More than 12.7 million people worldwide suffer from corneal blindness, making it one of the leading causes of preventable blindness, with a high percentage of these cases affecting low- and middle-income countries (Flaxman et al., 2017).

Natural corneal healing is usually possible in mild corneal disorders. However, in some cases or when corneal disorders are severe, the natural healing mechanism of the cornea is insufficient, leading to the development of nonhealing defects such as corneal melting, corneal neovascularization, loss of transparency or scar formation, among others (Saghizadeh et al., 2017, Voiculescu et al., 2015). In this cases, different treatments are applied to restore the homeostasis of corneal tissue, such as anti-inflammatory and anti-scarring agents, growth factors and proteins, or even biological products like amniotic membrane and blood-derived products (Dang et al., 2022). In some cases, corneal lesions may become complicated and lead to corneal ulcers and perforations, which may compromise the integrity of the ocular surface tissues and, as a consequence, cause visual impairment or even blindness (Schuerch et al., 2020). In these cases, the main therapeutic option is to use a human donor cornea to replace the injured tissue, either by total or partial replacement of the corneal thickness (Lagali, 2020). However, the use of human donor corneas has some limitations, such as corneal graft failure due to allograft rejection, but the main limitation to its use is the worldwide shortage of donated corneas. In this regard, numerous efforts have been made to develop an artificial substitute for the human cornea that is capable of providing a 3D-fiber scaffold on which cells from the surrounding tissues can repopulate to restore injured tissue. In addition, it should be necessary for these artificial substitutes to provide a structure that resembles the extracellular matrix of native tissues (Formisano et al., 2021). However, one of the main challenges of bioengineering is to develop a 3D scaffold that mimics the structure of the human cornea. In pursuit of this milestone, several biomaterials have been used as biological substitutes for the cornea, including amniotic membrane, collagen, and fibrin gel alone or combined with collagen (bovine pericardium) (Alio et al., 2018, Walkden, 2020).

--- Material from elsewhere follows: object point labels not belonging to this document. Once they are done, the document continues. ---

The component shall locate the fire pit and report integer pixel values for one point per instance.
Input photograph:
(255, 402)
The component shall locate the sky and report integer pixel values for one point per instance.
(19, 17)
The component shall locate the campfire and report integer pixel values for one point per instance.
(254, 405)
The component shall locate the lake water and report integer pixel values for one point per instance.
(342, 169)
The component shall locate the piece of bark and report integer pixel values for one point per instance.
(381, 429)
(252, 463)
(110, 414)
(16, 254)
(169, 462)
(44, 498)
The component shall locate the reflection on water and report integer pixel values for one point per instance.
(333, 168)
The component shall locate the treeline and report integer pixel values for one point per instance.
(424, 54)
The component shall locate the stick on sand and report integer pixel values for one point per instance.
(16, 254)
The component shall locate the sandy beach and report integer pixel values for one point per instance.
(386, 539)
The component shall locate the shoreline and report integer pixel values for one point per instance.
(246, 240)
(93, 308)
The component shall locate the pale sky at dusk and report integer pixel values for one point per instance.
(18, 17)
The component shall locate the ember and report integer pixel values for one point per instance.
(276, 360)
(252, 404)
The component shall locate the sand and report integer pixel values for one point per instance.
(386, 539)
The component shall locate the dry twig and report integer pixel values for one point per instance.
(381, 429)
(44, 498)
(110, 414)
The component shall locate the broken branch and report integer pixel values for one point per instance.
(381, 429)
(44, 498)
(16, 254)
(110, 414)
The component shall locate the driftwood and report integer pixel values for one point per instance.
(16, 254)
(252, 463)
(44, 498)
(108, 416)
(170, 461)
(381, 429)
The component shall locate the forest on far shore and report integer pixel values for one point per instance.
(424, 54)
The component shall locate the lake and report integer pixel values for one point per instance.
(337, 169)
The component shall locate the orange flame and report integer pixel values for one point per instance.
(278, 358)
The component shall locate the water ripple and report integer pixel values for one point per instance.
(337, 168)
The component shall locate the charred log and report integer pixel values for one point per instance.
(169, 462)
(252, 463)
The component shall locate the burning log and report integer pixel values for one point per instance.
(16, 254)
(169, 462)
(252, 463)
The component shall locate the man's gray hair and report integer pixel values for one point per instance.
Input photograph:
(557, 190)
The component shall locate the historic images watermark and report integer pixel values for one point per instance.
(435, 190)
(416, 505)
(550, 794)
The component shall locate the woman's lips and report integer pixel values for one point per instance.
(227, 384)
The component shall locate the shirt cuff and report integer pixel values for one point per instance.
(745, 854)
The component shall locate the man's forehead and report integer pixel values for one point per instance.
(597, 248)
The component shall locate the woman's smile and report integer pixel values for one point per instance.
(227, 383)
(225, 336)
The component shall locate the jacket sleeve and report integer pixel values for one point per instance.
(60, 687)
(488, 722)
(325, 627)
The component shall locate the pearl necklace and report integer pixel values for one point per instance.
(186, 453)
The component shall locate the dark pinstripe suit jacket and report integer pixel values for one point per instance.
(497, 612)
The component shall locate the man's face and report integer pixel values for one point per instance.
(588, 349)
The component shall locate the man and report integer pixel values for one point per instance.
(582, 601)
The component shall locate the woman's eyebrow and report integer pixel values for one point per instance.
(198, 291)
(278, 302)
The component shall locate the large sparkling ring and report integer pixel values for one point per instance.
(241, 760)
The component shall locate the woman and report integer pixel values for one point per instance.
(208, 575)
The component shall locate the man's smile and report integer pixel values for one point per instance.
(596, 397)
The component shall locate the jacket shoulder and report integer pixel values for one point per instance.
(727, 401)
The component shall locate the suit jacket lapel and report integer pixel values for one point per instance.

Human amniotic membranes are limited by the lack of standardization (obtention, processing and preservation), heterogeneity and low mechanical strength (Gicquel et al., 2009, Ramuta and Kreft, 2018). Furthermore, its allogenic origin carries the risk of disease transmission (HIV, Hepatitis B, C and HTLV) and limits their accessibility (Rahman et al., 2009). Their relative opacity is an aspect to improve when it is placed in the visual axis of the eye. For that, there is a niche of research to develop bioactive membranes that incorporate growth factors and biomolecules to potentiate corneal healing and at the same time has an improved optical property for their use at the ocular surface.

Over the past three decades, different blood-derived products, such as autologous serum, platelet-rich plasma (PRP) and plasma rich in growth factors (PRGF), have been used for the treatment of several ocular surface disorders (Anitua et al., 2015, Cui et al., 2021, Rodríguez and Alió, 2019). One of the main advantages of these products is that they not only lubricate the ocular surface by acting as a substitute for natural tears, but also provide a wide range of growth factors and proteins that improve and accelerate the healing of ocular surface tissues (Anitua et al., 2021b). On the other hand, PRGF is a type of PRP with specific characteristics, one of which clearly differentiates it from other PRP, and that is its wide versatility. PRGF technology has been extensively used in the ophthalmology field as an eye drop for the treatment of different ocular surface disorders (Lopez-Plandolit et al., 2010, Merayo-Lloves et al., 2016, Sanchez-Avila et al., 2020), but also as an injectable formulation for the treatment of cicatrizing conjunctivitis (de la Sen-Corcuera et al., 2020). In addition, it has been also used as a fibrin scaffold for the treatment of ocular surface disorders and as an adjuvant in pterygium and glaucoma surgery (Idoipe et al., 2021, Rodríguez-Agirretxe et al., 2018). This latter use suggests that the PRGF fibrin scaffold could be used as a biological substitute for the cornea due to the promising results obtained in corneal regeneration. However, the fibrin scaffold obtained from PRGF technology has some limitation due to its low transparency that could restrain the adequate regeneration of the corneal parenchyma. The low transparency of the PRGF fibrin clot may be associated with its high platelet content and the random arrangement of fibrin fibers that could scatter the light (Anitua et al., 2016, Cardona Jde et al., 2011). A PRP fibrin clot with greater transparency but maintaining its mechanical properties could improve and accelerate corneal tissue regeneration, enhance patient follow-up by the clinician, and would allow the patient to see during the rehabilitation process in those cases where the visual axis is compromised by both ocular damage and treatment application.

In the present work, we propose the development of bioactive membranes with improved optic properties from plasma rich in growth factors technology. The morphological characteristics and degradation ability of the new PRGF fibrin membrane were also evaluated. Finally, the stability of the new PRGF membrane stored at different temperature conditions was also analyzed.